Bread Pudding with Spiced Rum Creme Anglaise
By christoph
Rum soaked raisins and a brown sugar pecan crumble give this old fashioned favorite a new twist. Topped with a Spice rum creme anglaise this one is over the moon.
Ingredients
- 6 cups bread cubes, stale overnight
- 1/2 cup raisins
- 1/4 spiced rum, Sailor Jerry’s or Captain Morgans
- 2 cups milk
- 1/4 cup butter
- 3 large eggs, beaten
- 1/2 cup granulated sugar
- 2 teaspoons vanilla extract
- 1 teaspoon ground cinnamon
- 1 teaspoon ground nutmeg
- 1/4 teaspoon salt
- Crumble topping
- 1/2 cup brown sugar, packed
- 1/4 cup butter, softened
- 1 cup pecans, chopped
- Creme Anglaise
- 2 cups heavy whipping cream
- 3/4 cup granulated sugar
- 1 vanilla bean, split and scraped
- 4 egg yolks
- Reserved rum from soaked raisins
Details
Preparation time 30mins
Cooking time 90mins
Adapted from jamesandeverett.com
Preparation
Step 1
Cut bread into 1″ pieces and allow to stale overnight.

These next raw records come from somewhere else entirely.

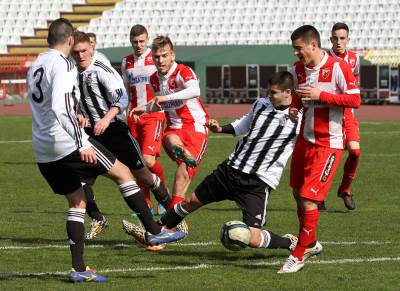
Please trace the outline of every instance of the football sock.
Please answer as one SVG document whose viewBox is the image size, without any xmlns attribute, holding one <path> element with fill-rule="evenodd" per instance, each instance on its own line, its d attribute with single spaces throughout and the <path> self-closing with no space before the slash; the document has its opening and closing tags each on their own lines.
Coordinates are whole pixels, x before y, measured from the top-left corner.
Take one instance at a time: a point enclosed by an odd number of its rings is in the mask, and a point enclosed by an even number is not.
<svg viewBox="0 0 400 291">
<path fill-rule="evenodd" d="M 171 203 L 171 197 L 169 196 L 168 189 L 165 187 L 163 183 L 161 183 L 161 179 L 154 175 L 154 184 L 151 187 L 151 191 L 154 194 L 154 197 L 165 209 L 168 209 Z"/>
<path fill-rule="evenodd" d="M 161 166 L 159 161 L 156 160 L 155 163 L 153 164 L 153 166 L 149 167 L 149 170 L 152 173 L 156 174 L 158 177 L 160 177 L 161 182 L 164 184 L 164 186 L 166 185 L 165 178 L 164 178 L 164 169 Z"/>
<path fill-rule="evenodd" d="M 303 259 L 304 251 L 317 240 L 318 209 L 304 210 L 303 223 L 299 233 L 299 241 L 292 255 L 299 260 Z"/>
<path fill-rule="evenodd" d="M 141 183 L 140 181 L 137 181 L 138 186 L 142 190 L 144 197 L 146 199 L 147 206 L 149 208 L 153 208 L 153 205 L 151 203 L 151 198 L 150 198 L 150 190 L 149 187 L 147 187 L 144 183 Z"/>
<path fill-rule="evenodd" d="M 163 217 L 161 217 L 160 221 L 161 224 L 165 225 L 167 228 L 173 228 L 188 214 L 189 212 L 182 207 L 182 203 L 177 203 L 173 208 L 170 208 Z"/>
<path fill-rule="evenodd" d="M 360 155 L 360 149 L 349 150 L 349 156 L 344 164 L 343 178 L 339 187 L 339 192 L 350 193 L 350 185 L 356 175 L 357 166 L 360 161 Z"/>
<path fill-rule="evenodd" d="M 84 208 L 69 208 L 67 216 L 67 235 L 72 268 L 77 272 L 85 270 L 83 262 L 85 212 Z"/>
<path fill-rule="evenodd" d="M 281 237 L 267 230 L 260 233 L 261 242 L 259 247 L 265 249 L 289 249 L 292 242 L 288 238 Z"/>
<path fill-rule="evenodd" d="M 97 207 L 92 187 L 88 184 L 82 186 L 86 196 L 86 213 L 91 219 L 103 220 L 103 215 Z"/>
<path fill-rule="evenodd" d="M 180 197 L 180 196 L 176 196 L 176 195 L 172 196 L 172 200 L 169 203 L 168 209 L 173 208 L 175 206 L 175 204 L 177 204 L 179 202 L 182 202 L 183 200 L 185 200 L 185 198 Z"/>
<path fill-rule="evenodd" d="M 139 186 L 134 181 L 129 181 L 119 185 L 119 191 L 122 193 L 129 208 L 136 213 L 146 231 L 152 234 L 160 233 L 161 227 L 153 220 L 151 211 Z"/>
</svg>

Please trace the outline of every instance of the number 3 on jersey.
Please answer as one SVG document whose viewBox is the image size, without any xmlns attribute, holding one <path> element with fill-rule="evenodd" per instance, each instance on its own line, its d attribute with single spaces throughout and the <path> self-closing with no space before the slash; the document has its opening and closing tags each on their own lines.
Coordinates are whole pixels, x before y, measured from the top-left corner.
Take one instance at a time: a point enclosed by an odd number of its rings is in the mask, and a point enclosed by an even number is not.
<svg viewBox="0 0 400 291">
<path fill-rule="evenodd" d="M 33 101 L 35 101 L 37 103 L 40 103 L 43 101 L 43 91 L 42 91 L 42 88 L 40 87 L 40 83 L 42 82 L 42 78 L 43 78 L 43 73 L 44 73 L 43 68 L 39 68 L 33 73 L 33 77 L 35 78 L 35 80 L 38 80 L 35 85 L 39 92 L 35 92 L 36 94 L 32 93 L 32 99 L 33 99 Z M 39 97 L 37 97 L 37 94 L 39 94 Z"/>
</svg>

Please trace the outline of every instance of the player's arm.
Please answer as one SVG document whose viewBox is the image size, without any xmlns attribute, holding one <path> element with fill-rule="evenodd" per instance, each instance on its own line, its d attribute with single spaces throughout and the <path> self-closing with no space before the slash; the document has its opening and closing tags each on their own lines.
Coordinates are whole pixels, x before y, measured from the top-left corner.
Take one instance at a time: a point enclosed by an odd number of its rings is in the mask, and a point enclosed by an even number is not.
<svg viewBox="0 0 400 291">
<path fill-rule="evenodd" d="M 188 100 L 200 96 L 200 86 L 198 80 L 189 80 L 183 84 L 183 89 L 168 94 L 165 96 L 155 97 L 155 103 L 157 106 L 162 107 L 164 103 L 173 100 Z"/>
<path fill-rule="evenodd" d="M 131 92 L 130 92 L 130 84 L 129 84 L 129 78 L 128 78 L 128 72 L 126 71 L 126 58 L 122 59 L 121 62 L 121 77 L 122 81 L 124 82 L 125 90 L 128 94 L 128 101 L 131 100 Z"/>
<path fill-rule="evenodd" d="M 85 162 L 96 163 L 96 152 L 89 142 L 89 136 L 79 126 L 75 113 L 73 93 L 77 90 L 76 70 L 67 72 L 65 63 L 53 70 L 51 109 L 62 128 L 75 140 Z"/>
<path fill-rule="evenodd" d="M 215 119 L 209 119 L 206 123 L 206 126 L 214 133 L 235 134 L 235 129 L 231 124 L 225 124 L 221 126 Z"/>
<path fill-rule="evenodd" d="M 96 122 L 94 134 L 100 135 L 108 128 L 111 120 L 128 107 L 128 94 L 123 86 L 122 78 L 119 75 L 101 72 L 98 75 L 99 82 L 105 87 L 107 96 L 103 96 L 110 102 L 110 110 L 106 115 Z"/>
</svg>

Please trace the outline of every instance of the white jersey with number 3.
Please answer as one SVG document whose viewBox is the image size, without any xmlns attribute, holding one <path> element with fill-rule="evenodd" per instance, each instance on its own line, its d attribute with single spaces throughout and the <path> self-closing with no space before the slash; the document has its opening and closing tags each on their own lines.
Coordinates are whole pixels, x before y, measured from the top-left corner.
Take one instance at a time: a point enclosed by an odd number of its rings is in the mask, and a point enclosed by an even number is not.
<svg viewBox="0 0 400 291">
<path fill-rule="evenodd" d="M 56 161 L 89 147 L 75 115 L 80 96 L 74 64 L 60 51 L 49 49 L 30 67 L 27 83 L 36 161 Z"/>
</svg>

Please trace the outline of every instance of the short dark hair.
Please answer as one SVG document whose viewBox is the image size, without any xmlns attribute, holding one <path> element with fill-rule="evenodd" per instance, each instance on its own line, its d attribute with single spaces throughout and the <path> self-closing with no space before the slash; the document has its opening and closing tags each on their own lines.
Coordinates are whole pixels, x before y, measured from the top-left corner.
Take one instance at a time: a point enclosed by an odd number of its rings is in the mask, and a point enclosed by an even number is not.
<svg viewBox="0 0 400 291">
<path fill-rule="evenodd" d="M 318 30 L 312 25 L 303 25 L 293 31 L 290 39 L 295 41 L 297 39 L 303 39 L 305 43 L 309 44 L 312 40 L 316 40 L 318 47 L 321 47 L 321 37 Z"/>
<path fill-rule="evenodd" d="M 333 32 L 335 32 L 336 30 L 339 30 L 339 29 L 344 29 L 344 30 L 346 30 L 347 31 L 347 34 L 349 34 L 349 27 L 347 26 L 347 24 L 346 23 L 343 23 L 343 22 L 337 22 L 337 23 L 335 23 L 333 26 L 332 26 L 332 30 L 331 30 L 331 32 L 333 33 Z"/>
<path fill-rule="evenodd" d="M 280 71 L 276 72 L 271 79 L 268 80 L 268 87 L 277 85 L 279 89 L 283 90 L 293 90 L 294 83 L 293 83 L 293 76 L 288 71 Z"/>
<path fill-rule="evenodd" d="M 96 34 L 93 33 L 93 32 L 87 32 L 86 35 L 87 35 L 88 37 L 93 37 L 95 40 L 97 39 Z"/>
<path fill-rule="evenodd" d="M 166 35 L 158 35 L 154 40 L 153 43 L 151 45 L 151 49 L 153 51 L 159 49 L 159 48 L 163 48 L 166 45 L 169 45 L 169 47 L 171 48 L 171 50 L 174 50 L 174 45 L 172 44 L 171 39 L 166 36 Z"/>
<path fill-rule="evenodd" d="M 74 34 L 74 43 L 81 43 L 81 42 L 88 42 L 90 43 L 90 38 L 89 38 L 89 34 L 88 33 L 84 33 L 82 31 L 75 31 Z"/>
<path fill-rule="evenodd" d="M 136 24 L 136 25 L 131 27 L 131 32 L 129 33 L 129 38 L 133 38 L 135 36 L 139 36 L 139 35 L 142 35 L 142 34 L 149 35 L 147 33 L 146 27 L 144 27 L 141 24 Z"/>
<path fill-rule="evenodd" d="M 67 42 L 68 37 L 70 37 L 73 32 L 74 27 L 68 19 L 58 18 L 50 24 L 47 35 L 47 43 L 50 47 L 64 44 Z"/>
</svg>

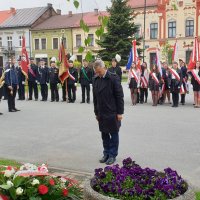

Place raisins with rum in a small bowl. Toss to coat, cover and allow to hydrate for at least one hour or overnight.
Position rack in the center of the oven and heat to 350º F. Lightly grease a 13″ x 9″ casserole dish.
Drain the raisins and reserve the liquor for creme anglaise.
Pour milk in a large mixing bowl. In a small bowl heat butter in microwave until liquid, do not overheat. Add butter to milk to cool it. Add sugar, eggs, vanilla, spices, and salt. Mix well to combine. Add bread cubes and toss to coat, allowing mixture to stand for about 15 minutes for bread to absorb liquid. Stir a couple of times to make sure everything gets soaked.
While bread cubes are soaking up the milk and egg mixture, mix together the butter, brown sugar, and pecans to create a crumble.
Pour soaked bread into prepared casserole dish, spreading evenly with a spatula. Sprinkle brown sugar and pecan mixture evenly over the dish.
Bake for 35 to 45 minutes or until set. Remove from oven.
To prepare the Spiced Rum Creme Anglaise:
Separate eggs, place yolks in medium-sized bowl.
Heat cream and sugar in a heavy bottom sauce pan over medium heat, stirring often. Split the vanilla bean lengthwise and scrape seeds. Add pod and seeds to the cream and continue to heat until cream begins to simmer around the sides of the pan, about 145º F.
SLOWLY stream about half of the cream into the egg yolks, constantly whisking. It is very important to add the eggs slowly to avoid making scrambled eggs. Once the eggs are tempered add the remaining cream. Strain the egg and cream mixture back into the sauce pan to remove pods and seeds. Heat again stirring constantly over medium heat until cream is thick and coats the back of a spoon. Remove from heat and whisk in reserved rum. Refrigerate unused creme.
Serve warm or cold over bread pudding. If you are making the creme anglaise ahead of time and wish to serve it warm, re-heat in a sauce pan over medium low heat (you will get scrambled eggs in the micro).